Well, it’s over a week since Ann Arbor’s annual art extravaganza ended, and I’m pleasantly relaxed. As usual, the shows had their share of hot, humid weather, rain and heavy crowds. While there seemed to be fewer people than in prior years, I made my share of sales, and had more customers than in previous years. But many artists and patrons noticed a downturn in the number of packages being carried down the streets. Still, Ann Arbor is the granddaddy of them all, and a big party to boot. We saw many friends from around the country, including Steve and Anita Baldauf, from Orlando, Wendy Baxter and Marc Zoschke from Springfield, Loel Martin (Chicago), Suzanne (Q) Evon from North Carolina, Glen and Linda Mace, Beth Crowder and lots of other folks we only get to see once or twice a year. It was a lot of fun.
Looking towards the rest of the summer, I have three shows in August. First up is the very pleasant Fine Art at the Village, in Rochester Hills. This show is always fun to do, not just because it’s only 6 blocks from home, but because it is run extremely well by Donna Beaubien, an artist, and veteran show producer. It is this coming weekend, at the corner of Walton and Adams — come by, say hi, take home a wonderful memory to hang on the wall!

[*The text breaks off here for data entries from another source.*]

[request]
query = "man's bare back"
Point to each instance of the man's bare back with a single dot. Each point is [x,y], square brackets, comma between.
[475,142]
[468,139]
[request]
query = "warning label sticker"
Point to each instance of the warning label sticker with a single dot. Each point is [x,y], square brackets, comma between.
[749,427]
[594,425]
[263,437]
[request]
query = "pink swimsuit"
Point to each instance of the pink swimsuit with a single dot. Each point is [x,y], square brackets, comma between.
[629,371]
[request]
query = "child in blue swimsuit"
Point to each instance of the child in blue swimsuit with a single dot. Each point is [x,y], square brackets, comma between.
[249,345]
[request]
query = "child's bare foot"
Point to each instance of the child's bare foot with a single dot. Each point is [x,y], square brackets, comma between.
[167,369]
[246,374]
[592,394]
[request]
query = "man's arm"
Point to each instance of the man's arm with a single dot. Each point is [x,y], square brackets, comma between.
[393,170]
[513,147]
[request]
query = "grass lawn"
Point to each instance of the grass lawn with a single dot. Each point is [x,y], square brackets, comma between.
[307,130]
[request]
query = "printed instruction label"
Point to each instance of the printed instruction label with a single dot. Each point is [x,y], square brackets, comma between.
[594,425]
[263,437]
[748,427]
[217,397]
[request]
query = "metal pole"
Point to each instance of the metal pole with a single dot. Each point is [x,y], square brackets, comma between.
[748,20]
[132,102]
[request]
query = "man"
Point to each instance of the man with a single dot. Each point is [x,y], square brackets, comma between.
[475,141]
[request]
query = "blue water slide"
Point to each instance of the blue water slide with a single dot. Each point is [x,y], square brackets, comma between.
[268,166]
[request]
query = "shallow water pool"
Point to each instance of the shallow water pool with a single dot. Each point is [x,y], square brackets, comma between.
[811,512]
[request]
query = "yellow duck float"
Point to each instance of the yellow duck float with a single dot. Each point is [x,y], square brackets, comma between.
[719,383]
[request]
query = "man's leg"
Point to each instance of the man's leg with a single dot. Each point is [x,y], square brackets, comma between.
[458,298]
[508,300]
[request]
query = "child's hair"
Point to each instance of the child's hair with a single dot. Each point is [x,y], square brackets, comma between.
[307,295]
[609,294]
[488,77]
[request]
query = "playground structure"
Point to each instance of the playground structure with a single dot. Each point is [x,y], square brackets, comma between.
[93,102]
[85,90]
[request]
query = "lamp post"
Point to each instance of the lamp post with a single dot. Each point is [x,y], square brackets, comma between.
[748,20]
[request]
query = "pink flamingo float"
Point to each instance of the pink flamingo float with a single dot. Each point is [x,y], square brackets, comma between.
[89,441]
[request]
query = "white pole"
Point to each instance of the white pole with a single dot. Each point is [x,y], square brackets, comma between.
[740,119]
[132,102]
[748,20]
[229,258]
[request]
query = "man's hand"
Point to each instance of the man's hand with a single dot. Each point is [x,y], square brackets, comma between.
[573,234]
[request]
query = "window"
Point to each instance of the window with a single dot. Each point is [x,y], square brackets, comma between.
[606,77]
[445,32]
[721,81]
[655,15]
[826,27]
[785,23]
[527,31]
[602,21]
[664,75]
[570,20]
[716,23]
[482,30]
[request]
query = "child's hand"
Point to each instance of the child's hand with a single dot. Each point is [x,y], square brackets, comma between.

Next up is the annual Gold Coast show in downtown Chicago. This is a 2 1/2 day show, and always fun. It is in the River North neighborhood that I worked in when I lived in Chicago a few years ago, and I always anticipate seeing lots of old friends and making new ones. I’ve got lots of great Chicago images, including the bridges on Michigan Avenue, and some interesting industrial shots. The booth is on Superior St., between Wells and Franklin (#737).
And towards the end of the month, you can find us in Perrysburg, Ohio, at the Guild’s Levis Commons Show. This is another upscale village mall with great appeal, easy parking and lots of good art. I look forward to this show as well, as a way to reconnect with our Ohio friends.
In September, I will be back in Michigan for two big shows near home — Arts, Eats and Beats in Pontiac, and Arts & Apples. It’s going to be a busy six weeks!
Art Fair Databases and show info
One question that gets asked a lot, is “What shows should I do?” While I certainly could provide a list of the A shows around the country, you are well advised to do your own research, walk shows if possible before entering and ask other artists. You can get a lot of information from online forums, including the Art Fair SourceBook forum, the NAIA forum and others. Here are a few of the more useful reference sources:
Sunshine Artist magazine — while the reviews are somewhat biased at times, the show information is usually up to date. They also publish a show guide every other year, in which they rate most of the shows, based on artist feedback. The web site database is searchable, but not terribly useful as it only lists shows and dates. To get the contact info, you have to subscribe to the magazine.
Greg Lawler’s Art Fair Sourcebook — on the web and in print. Pricey, but well worth the money. You can pay for regional coverage. The web database is by far the most useful, as it is searchable and contains the artist reviews. The reviews, and in-depth information can’t be beat. Also artist reviews are open to all registered users. The forums on his site are also a good source of show info.
Art Calendar — in magazine form and on the web. Source for show, gallery, grants and other info. Subscription.
The Harris List. A small, expensive listing of the top 125 shows nationwide. $65. You’re probably better off with the AFSB for the Northeast at $85 for the online version.
NAIA — the National Association for Independent Artists. The benefits of joining the NAIA are many, including a new advocacy hotline, access to all of the online resource material, and access to the show forums.
The Art List — online monthly subscription list to artist opportunities. $15 / year is worth it, but it’s a lot of info grouped into categories.